The Most Effective Tool

There are many ways that you can create a prejudice-free atmosphere in your classroom. For one thing, you should be very welcoming to all students on the first day of class. You can also discuss the issue before it arises, announcing to your class that your room is a “prejudice-free zone.” To make this idea more concrete and humorous for students, one of the most effective tools you can use is “The Box.”
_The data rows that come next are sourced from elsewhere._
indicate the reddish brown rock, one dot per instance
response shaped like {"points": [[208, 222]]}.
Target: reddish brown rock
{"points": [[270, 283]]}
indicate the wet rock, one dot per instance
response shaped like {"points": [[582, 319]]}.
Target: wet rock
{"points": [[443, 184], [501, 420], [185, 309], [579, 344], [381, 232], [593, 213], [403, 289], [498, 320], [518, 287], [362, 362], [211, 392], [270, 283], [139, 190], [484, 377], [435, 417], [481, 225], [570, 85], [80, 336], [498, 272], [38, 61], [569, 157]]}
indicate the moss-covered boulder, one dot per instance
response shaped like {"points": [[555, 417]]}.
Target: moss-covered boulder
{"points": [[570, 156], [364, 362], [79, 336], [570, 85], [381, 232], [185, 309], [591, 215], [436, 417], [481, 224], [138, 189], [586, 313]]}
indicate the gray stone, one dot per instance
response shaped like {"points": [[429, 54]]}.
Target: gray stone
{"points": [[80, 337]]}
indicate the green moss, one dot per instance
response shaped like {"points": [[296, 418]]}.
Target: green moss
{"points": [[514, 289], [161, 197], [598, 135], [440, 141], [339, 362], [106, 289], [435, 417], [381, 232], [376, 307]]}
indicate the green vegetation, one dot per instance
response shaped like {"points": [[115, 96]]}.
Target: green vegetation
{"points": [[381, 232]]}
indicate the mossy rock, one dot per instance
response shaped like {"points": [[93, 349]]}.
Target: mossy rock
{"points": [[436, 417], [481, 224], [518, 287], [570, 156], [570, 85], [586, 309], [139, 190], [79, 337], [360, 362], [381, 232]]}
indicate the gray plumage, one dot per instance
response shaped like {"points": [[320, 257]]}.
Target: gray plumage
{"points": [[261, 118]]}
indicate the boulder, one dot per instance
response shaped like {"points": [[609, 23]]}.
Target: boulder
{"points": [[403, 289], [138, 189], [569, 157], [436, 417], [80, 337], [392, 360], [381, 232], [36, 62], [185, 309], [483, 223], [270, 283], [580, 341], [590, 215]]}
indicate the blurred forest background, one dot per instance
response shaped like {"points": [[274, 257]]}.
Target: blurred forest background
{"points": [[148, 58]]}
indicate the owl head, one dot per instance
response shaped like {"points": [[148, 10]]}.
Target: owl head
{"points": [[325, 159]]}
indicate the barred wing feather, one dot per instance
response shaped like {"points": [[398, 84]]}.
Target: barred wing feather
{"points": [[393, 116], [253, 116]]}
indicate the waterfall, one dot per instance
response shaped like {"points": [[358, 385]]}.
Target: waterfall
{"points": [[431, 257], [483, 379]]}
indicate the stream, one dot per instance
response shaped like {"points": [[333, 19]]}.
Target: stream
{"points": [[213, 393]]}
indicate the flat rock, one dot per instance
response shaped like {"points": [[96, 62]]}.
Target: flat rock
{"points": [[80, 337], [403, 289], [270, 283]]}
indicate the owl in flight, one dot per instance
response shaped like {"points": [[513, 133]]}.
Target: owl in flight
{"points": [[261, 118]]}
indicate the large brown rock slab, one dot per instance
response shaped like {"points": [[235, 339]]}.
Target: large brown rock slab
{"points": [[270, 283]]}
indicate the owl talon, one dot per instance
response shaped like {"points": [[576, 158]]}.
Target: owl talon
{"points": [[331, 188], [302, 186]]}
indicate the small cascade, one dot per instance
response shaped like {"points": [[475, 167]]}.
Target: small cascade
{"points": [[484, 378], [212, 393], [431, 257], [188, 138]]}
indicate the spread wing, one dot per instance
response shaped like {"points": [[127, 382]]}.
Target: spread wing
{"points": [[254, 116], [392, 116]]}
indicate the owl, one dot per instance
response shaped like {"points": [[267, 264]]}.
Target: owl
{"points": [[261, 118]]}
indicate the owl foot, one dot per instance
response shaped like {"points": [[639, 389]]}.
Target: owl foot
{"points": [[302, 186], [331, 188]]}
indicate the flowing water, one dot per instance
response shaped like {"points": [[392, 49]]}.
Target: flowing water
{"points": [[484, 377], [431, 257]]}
The Box is an imaginary space located outside the classroom door. Its purpose is to hold all the prejudices, stereotypes, and hatreds that students might have while they are in your class. Instruct students as they come into your room, to leave these ideas, opinions, and words outside in The Box. Ultimately, you hope that by using this tool, you can help students leave their prejudices behind even when they are outside your classroom.

Creating The Box

You create The Box on the first day of class by explaining its location and purpose to the students. Explain what you want the students to leave in The Box. Have students reflect on what parts of their belief system they need to put there. Maybe it is their racial prejudices. Maybe it is more of a prejudice against a certain clique in your school. It could even be prejudices against people of a particular religion or political group. Whatever their prejudices, students should understand they are not allowed to bring them into your classroom.
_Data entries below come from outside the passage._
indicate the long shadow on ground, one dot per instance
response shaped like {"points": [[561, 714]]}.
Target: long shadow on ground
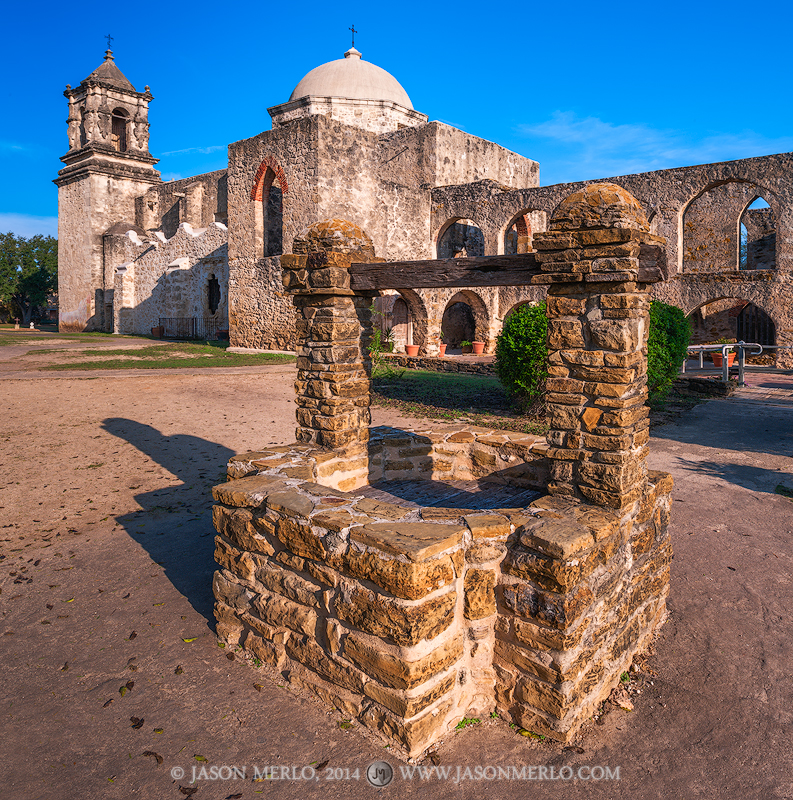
{"points": [[738, 425], [174, 524]]}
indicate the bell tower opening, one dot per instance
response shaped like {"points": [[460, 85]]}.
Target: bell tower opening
{"points": [[118, 133]]}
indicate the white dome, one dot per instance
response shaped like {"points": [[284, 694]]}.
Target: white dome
{"points": [[353, 79]]}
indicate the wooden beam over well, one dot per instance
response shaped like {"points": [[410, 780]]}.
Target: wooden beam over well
{"points": [[516, 270]]}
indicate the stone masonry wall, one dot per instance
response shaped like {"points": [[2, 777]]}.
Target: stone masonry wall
{"points": [[170, 278], [410, 618]]}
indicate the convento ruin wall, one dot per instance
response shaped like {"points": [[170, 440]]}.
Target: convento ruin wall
{"points": [[409, 617], [420, 189]]}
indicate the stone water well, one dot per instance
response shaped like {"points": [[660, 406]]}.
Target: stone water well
{"points": [[411, 578]]}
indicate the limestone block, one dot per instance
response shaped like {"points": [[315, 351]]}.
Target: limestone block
{"points": [[538, 637], [349, 703], [282, 613], [562, 539], [619, 335], [396, 672], [485, 551], [310, 654], [394, 620], [300, 538], [551, 608], [409, 704], [564, 333], [406, 579], [230, 591], [488, 526], [237, 525], [249, 492], [418, 541], [292, 561], [277, 579], [414, 735]]}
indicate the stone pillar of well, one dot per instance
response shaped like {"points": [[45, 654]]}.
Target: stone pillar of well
{"points": [[598, 318], [334, 331]]}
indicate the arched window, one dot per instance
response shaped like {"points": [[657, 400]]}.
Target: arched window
{"points": [[118, 131], [213, 294], [463, 238], [269, 190]]}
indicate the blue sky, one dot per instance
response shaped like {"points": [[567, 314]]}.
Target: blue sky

If you closely observe your classes, you will notice that most students really like this idea. Often they feel justified in their own prejudices because they feel that everyone else in the class is also prejudiced. If you remove this idea from the system, then you are left with much less prejudice.

The Box in Practice

The Box is a serious subject, but it works best if treated in a lighthearted manner. Tell a student who begins speaking in a stereotypical or prejudicial manner that he needs to “put it in The Box.” Even though The Box is imaginary, students have been known to get so involved with this idea that they bring in their own “boxes” as props. Encourage this behavior because getting students involved will help produce buy-in necessary for The Box to work. Students who do not participate will need to be dealt with individually and may need further disciplinary action for inappropriate speech.